If bool is changed to int memcpy goes away already during dse2.
Comment 1 Jan Hubicka 2024-12-05 16:51:07 UTC
looking at dse3 dump we get:

  <bb 2> [local count: 1073741824]:
  MEM[(struct _Bvector_impl_data *)&data] ={v} {CLOBBER(bob)};
  MEM[(struct __as_base  &)&data] ={v} {CLOBBER(bob)};
  _13 = MEM[(const struct vector *)src_2(D)].D.25603._M_impl.D.25087._M_start.D.16487._M_p;
  _14 = MEM[(const struct _Bit_iterator &)src_2(D) + 16].D.16487._M_offset;
  _15 = MEM[(const struct _Bit_iterator &)src_2(D) + 16].D.16487._M_p;
  _16 = _15 - _13;
  _17 = _16 * 8;
  _18 = (long int) _14;
  _19 = _17 + _18;
  _20 = (long unsigned int) _19;
  if (_20 != 0)  
    goto <bb 3>; [33.00%]
  else
    goto <bb 22>; [67.00%]

  <bb 22> [local count: 719407024]:
  goto <bb 5>; [100.00%]

  <bb 3> [local count: 354334800]:
  _25 = _20 + 63;
  _26 = _25 >> 6;
  _45 = _26 * 8;
  _46 = operator new (_45);


If I am reading it right, then _20 is size of the vector in bits.
<bb 3> then takes the size in bits to determine size in 64bit words which is then converted to size in bytes.
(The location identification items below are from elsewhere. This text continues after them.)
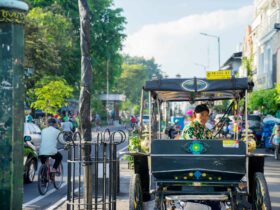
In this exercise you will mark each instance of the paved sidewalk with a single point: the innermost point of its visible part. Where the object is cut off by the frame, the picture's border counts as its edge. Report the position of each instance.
(123, 196)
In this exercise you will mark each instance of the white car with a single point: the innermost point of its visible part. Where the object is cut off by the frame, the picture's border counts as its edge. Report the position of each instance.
(32, 130)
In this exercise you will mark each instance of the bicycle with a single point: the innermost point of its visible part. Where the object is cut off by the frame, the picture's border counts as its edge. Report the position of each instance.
(45, 177)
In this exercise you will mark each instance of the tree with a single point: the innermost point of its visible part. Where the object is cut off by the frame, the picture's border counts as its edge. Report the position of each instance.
(49, 46)
(52, 96)
(85, 97)
(277, 95)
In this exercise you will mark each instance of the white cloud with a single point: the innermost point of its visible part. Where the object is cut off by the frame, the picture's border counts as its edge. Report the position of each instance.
(177, 45)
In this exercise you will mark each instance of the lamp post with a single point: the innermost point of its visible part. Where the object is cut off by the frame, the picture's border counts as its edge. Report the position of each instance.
(219, 45)
(12, 19)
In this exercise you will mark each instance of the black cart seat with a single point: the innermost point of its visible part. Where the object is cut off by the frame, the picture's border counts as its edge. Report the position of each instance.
(210, 161)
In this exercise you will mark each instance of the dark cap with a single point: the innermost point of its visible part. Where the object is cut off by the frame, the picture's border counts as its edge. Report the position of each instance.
(200, 108)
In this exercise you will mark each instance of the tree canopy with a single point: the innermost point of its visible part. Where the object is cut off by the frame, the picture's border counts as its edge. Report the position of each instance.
(51, 96)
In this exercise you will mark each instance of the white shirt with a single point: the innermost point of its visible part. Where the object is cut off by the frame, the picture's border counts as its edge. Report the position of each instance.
(67, 126)
(49, 141)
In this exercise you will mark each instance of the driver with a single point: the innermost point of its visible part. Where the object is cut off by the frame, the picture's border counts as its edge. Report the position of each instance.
(197, 128)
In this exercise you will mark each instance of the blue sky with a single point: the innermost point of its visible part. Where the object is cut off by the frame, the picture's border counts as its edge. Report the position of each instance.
(170, 30)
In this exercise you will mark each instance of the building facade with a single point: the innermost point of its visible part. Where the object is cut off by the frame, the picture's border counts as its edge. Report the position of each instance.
(266, 43)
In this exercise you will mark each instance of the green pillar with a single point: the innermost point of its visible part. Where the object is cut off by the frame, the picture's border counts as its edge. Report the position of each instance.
(12, 15)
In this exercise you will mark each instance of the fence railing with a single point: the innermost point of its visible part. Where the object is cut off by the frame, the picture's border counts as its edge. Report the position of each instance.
(101, 169)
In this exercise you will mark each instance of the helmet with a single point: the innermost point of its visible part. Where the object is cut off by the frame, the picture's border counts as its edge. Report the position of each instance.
(29, 118)
(51, 121)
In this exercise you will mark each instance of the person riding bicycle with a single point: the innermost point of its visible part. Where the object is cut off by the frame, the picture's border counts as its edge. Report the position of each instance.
(275, 137)
(48, 147)
(197, 128)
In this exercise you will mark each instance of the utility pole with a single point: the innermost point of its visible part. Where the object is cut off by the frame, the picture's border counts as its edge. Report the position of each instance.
(12, 19)
(85, 95)
(219, 46)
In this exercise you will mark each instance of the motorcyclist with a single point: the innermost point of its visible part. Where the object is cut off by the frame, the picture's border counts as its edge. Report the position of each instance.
(48, 147)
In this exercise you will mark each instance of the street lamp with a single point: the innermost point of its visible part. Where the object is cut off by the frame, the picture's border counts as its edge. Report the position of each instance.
(219, 47)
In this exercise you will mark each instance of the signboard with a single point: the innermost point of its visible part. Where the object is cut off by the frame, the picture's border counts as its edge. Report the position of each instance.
(222, 74)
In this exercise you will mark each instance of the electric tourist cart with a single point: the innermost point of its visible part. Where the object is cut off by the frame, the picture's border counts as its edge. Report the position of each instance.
(198, 174)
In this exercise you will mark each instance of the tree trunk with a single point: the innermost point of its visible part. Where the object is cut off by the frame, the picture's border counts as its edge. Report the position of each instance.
(85, 93)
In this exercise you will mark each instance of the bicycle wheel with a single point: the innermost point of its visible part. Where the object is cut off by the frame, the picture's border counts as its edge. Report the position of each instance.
(43, 180)
(58, 177)
(261, 198)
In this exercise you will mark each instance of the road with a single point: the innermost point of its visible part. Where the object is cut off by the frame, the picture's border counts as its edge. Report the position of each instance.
(32, 199)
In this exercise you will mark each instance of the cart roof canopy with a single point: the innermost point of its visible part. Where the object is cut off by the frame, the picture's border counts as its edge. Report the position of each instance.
(197, 89)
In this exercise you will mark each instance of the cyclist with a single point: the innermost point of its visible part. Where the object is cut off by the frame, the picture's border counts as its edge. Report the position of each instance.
(48, 147)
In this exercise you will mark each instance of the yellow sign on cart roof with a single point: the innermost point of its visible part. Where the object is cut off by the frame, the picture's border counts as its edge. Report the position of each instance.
(222, 74)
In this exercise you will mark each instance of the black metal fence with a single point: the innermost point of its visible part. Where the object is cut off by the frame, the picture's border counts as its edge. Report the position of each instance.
(102, 166)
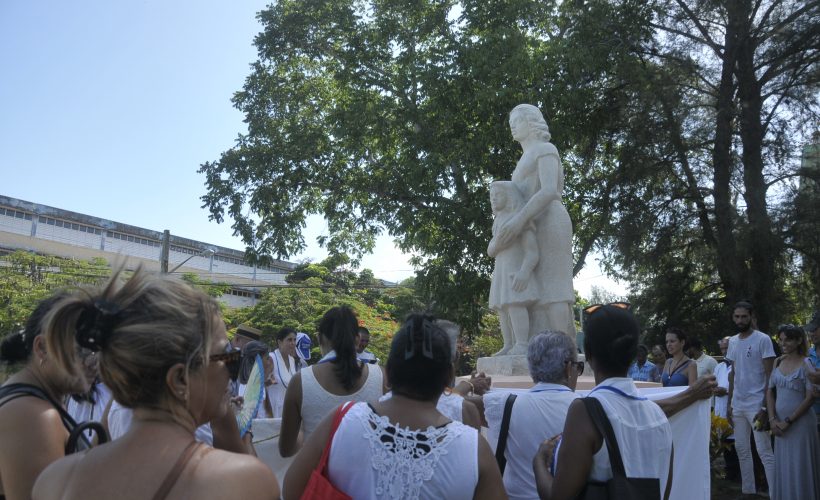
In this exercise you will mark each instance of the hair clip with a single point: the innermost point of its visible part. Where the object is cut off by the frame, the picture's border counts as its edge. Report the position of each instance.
(96, 323)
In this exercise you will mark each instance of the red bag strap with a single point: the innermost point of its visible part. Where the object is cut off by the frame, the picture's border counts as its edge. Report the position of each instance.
(340, 413)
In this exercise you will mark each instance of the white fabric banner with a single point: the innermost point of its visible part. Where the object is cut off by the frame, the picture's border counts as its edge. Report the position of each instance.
(691, 479)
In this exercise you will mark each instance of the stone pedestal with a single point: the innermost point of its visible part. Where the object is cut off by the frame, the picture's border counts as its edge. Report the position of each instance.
(504, 365)
(513, 366)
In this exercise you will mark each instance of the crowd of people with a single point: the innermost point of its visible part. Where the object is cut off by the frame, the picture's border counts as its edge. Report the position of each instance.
(149, 359)
(769, 401)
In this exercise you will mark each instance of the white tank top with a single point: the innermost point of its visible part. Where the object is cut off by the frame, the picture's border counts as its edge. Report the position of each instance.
(641, 429)
(450, 405)
(317, 402)
(372, 458)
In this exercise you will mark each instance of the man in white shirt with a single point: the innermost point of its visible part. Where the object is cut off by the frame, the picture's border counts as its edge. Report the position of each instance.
(752, 356)
(706, 364)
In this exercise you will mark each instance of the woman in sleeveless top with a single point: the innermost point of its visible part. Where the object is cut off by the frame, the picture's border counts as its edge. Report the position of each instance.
(640, 426)
(338, 377)
(403, 447)
(679, 370)
(164, 353)
(791, 416)
(286, 364)
(32, 432)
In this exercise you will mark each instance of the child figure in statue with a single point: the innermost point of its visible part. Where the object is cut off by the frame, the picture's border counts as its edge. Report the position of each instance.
(512, 291)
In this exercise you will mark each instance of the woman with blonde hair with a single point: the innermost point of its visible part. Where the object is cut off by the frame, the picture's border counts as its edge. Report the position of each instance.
(34, 426)
(163, 352)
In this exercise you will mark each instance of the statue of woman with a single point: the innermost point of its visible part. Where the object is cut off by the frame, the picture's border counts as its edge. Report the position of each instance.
(540, 179)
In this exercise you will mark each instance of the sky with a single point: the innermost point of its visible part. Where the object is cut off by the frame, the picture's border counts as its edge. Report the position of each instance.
(107, 108)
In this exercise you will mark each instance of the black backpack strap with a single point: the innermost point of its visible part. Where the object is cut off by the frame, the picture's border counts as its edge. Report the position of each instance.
(10, 392)
(502, 435)
(601, 421)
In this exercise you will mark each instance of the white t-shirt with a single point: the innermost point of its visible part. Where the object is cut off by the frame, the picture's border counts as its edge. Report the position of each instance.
(536, 415)
(706, 365)
(722, 371)
(372, 458)
(641, 430)
(747, 357)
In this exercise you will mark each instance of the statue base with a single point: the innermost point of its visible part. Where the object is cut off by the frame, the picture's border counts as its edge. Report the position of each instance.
(504, 365)
(515, 366)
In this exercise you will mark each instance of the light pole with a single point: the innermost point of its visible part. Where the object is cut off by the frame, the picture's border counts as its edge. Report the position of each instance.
(204, 253)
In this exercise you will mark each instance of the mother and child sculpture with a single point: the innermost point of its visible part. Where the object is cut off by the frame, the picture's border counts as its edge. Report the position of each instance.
(532, 240)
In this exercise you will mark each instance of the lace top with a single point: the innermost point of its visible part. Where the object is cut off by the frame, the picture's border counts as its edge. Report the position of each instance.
(372, 458)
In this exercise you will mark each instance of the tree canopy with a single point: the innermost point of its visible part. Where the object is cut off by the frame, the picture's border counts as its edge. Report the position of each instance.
(679, 122)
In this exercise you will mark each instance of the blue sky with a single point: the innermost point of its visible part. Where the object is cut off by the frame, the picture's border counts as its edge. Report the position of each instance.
(108, 108)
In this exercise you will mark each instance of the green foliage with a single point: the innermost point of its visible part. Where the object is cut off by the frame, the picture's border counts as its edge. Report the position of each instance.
(26, 278)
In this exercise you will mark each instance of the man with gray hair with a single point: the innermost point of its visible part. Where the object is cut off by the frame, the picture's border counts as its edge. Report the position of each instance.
(539, 413)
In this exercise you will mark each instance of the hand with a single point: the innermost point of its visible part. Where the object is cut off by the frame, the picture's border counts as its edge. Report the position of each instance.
(763, 417)
(520, 281)
(704, 387)
(481, 383)
(780, 427)
(509, 231)
(546, 452)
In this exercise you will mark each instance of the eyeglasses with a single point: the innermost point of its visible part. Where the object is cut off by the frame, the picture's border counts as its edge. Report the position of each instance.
(231, 357)
(594, 307)
(579, 365)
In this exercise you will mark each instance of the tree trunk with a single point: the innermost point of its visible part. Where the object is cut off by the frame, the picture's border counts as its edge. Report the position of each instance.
(763, 252)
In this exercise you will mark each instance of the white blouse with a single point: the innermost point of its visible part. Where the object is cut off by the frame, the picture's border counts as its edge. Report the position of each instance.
(372, 458)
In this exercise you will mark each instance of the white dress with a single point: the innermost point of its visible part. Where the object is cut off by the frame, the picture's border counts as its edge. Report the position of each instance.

_16 already holds size of allocated vector. I think this all can be simplified to using it and adding 1 if offset is non-0.

Later we do:
  <bb 6> [local count: 966367640]:
  _54 = (long unsigned int) _16;
  __builtin_memcpy (data$_M_p_173, _13, _54);

Here _16 bytes is copied, so the last word must (if offset is non-0) must be copied separately:

  if (_14 == 0)
    goto <bb 23>; [10.20%]
  else
    goto <bb 24>; [89.80%]

  <bb 24> [local count: 867798143]:
  _55 = data$_M_p_173 + _54;
  goto <bb 11>; [100.00%]

....

 <bb 11> [local count: 964220160]:
  # __result$_M_p_40 = PHI <data$_M_p_173(26), _55(24), _57(30)>
  <bb 11> [local count: 964220160]:
  # __result$_M_p_40 = PHI <data$_M_p_173(26), _55(24), _57(30)>

  <bb 12> [local count: 9453138808]:
  # __first$_M_offset_154 = PHI <__first$_M_offset_58(21), 0(11)>
  # __first$_M_p_151 = PHI <__first$_M_p_112(21), _15(11)>
  # __result$_M_p_136 = PHI <__result$_M_p_105(21), __result$_M_p_40(11)>
  _82 = 1 << __first$_M_offset_154;
  _84 = *__first$_M_p_151;
  _85 = _82 & _84;
  pretmp_88 = *__result$_M_p_136;
  if (_85 != 0)
    goto <bb 13>; [50.00%]
  else
    goto <bb 14>; [50.00%]

this copies the last byte but takes care to zero out the unused part of vector, why?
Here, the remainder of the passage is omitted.